Ideally all state that's used in a test would be reset to a known value at or before the start of the test, but this is quite hard for external non-mocked databases, clocks and so on.

For integration tests, do you run in a controllable "safe" environment and risk false-passes, or an environment as close as possible to production and risk intermittent failure?

A variant I've seen is "compiled languages may re-order floating point calculations between builds resulting in different answers", which is extremely annoying to deal with especially when you can't just epsilon it away.

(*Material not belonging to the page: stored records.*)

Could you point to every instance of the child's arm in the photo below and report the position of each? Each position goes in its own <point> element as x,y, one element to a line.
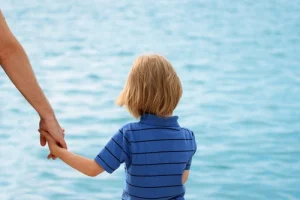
<point>185,176</point>
<point>86,166</point>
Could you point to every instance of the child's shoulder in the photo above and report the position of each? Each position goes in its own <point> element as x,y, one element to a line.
<point>130,126</point>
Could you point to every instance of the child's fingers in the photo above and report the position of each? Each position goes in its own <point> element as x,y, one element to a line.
<point>45,134</point>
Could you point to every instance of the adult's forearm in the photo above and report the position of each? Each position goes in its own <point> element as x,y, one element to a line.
<point>17,66</point>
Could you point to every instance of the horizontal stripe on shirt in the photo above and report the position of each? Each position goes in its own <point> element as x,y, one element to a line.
<point>153,197</point>
<point>158,140</point>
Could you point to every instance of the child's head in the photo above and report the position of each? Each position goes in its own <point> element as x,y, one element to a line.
<point>152,86</point>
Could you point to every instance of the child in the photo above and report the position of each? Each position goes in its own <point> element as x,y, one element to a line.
<point>157,152</point>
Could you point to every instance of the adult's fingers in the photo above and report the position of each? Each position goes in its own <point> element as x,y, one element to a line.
<point>42,140</point>
<point>45,135</point>
<point>63,144</point>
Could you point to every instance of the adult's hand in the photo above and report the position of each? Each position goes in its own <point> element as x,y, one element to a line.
<point>51,125</point>
<point>14,61</point>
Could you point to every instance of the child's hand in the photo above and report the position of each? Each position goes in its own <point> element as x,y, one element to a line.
<point>53,146</point>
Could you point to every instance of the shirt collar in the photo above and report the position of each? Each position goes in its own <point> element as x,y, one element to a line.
<point>152,119</point>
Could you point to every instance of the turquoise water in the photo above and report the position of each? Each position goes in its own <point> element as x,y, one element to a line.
<point>240,68</point>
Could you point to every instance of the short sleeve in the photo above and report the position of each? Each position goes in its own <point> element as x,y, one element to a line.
<point>114,153</point>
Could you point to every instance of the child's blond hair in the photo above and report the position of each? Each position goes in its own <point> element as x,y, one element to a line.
<point>152,87</point>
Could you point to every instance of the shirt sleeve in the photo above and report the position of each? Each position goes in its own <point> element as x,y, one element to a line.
<point>114,153</point>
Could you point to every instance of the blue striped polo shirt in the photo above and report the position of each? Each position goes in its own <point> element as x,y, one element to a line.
<point>156,151</point>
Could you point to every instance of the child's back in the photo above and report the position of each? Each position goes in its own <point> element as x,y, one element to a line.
<point>156,151</point>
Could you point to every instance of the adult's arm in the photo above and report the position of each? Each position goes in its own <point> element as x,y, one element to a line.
<point>16,65</point>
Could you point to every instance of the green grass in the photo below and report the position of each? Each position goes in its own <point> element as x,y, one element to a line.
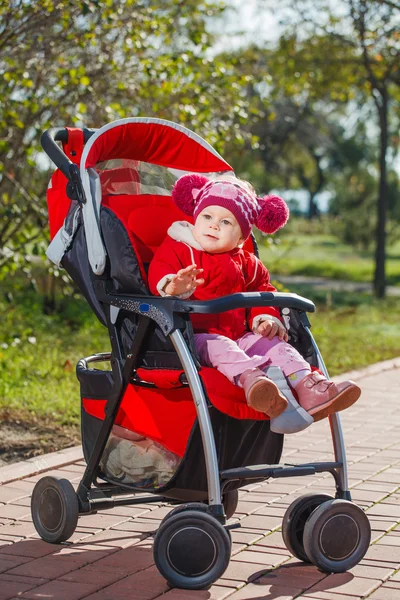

[+] AstralStorm|6 years ago|reply
Why not both? Test suite too slow? Live test too dangerous or inconsistent?
[+] rrnewton|6 years ago|reply
Both this article and this comment thread include a number of different ideas regarding controlling (or randomizing) environmental factors: test ordering, system time, etc.

But why do all of this piecemeal? Our philosophy is to create a controlled test sandbox environment that makes all these aspects (including concurrency) reproducible:

https://www.cloudseal.io/blog/2018-04-06-intro-to-fixing-fla...

The idea is to guarantee that any flake is easy to reproduce. If people have objections to that approach, we'd love to hear them. Conversely, if you would be willing to test out our early prototype, get in touch.

[+] invertednz|6 years ago|reply
I used to work at a company with over 10,000 tests where we weren't able to get more than an 80% pass rate due to flaky tests. This article is great and covers a lot of the options for handling flaky tests. I founded Appsurify to make it easy for companies to handle flaky tests, with minimal effort.

First, don't delete them, flaky tests are still valuable and can still find bugs. We also had the challenge where a lot of the 'flakiness' was not the test or the application's fault but was caused by 3rd party providers. Even at Google "Almost 16% of our tests have some level of flakiness associated with them!" - John Micco, so just writing tests that aren't flaky isn't always possible.

Appsurify automatically raises defects when tests fail, and if the failure reason looks to be 'flakiness' (based on failure type, when the failure occurred, the change being made, previous known flaky failures) then we raise the defect as a "flaky" defect. Teams can then have the build fail based only on new defects and prevent it from failing when there are flaky test results.

We also prioritize the tests, which causes fewer tests to be run which are more likely to fail due to a real defect, which also reduces the number of flaky test results.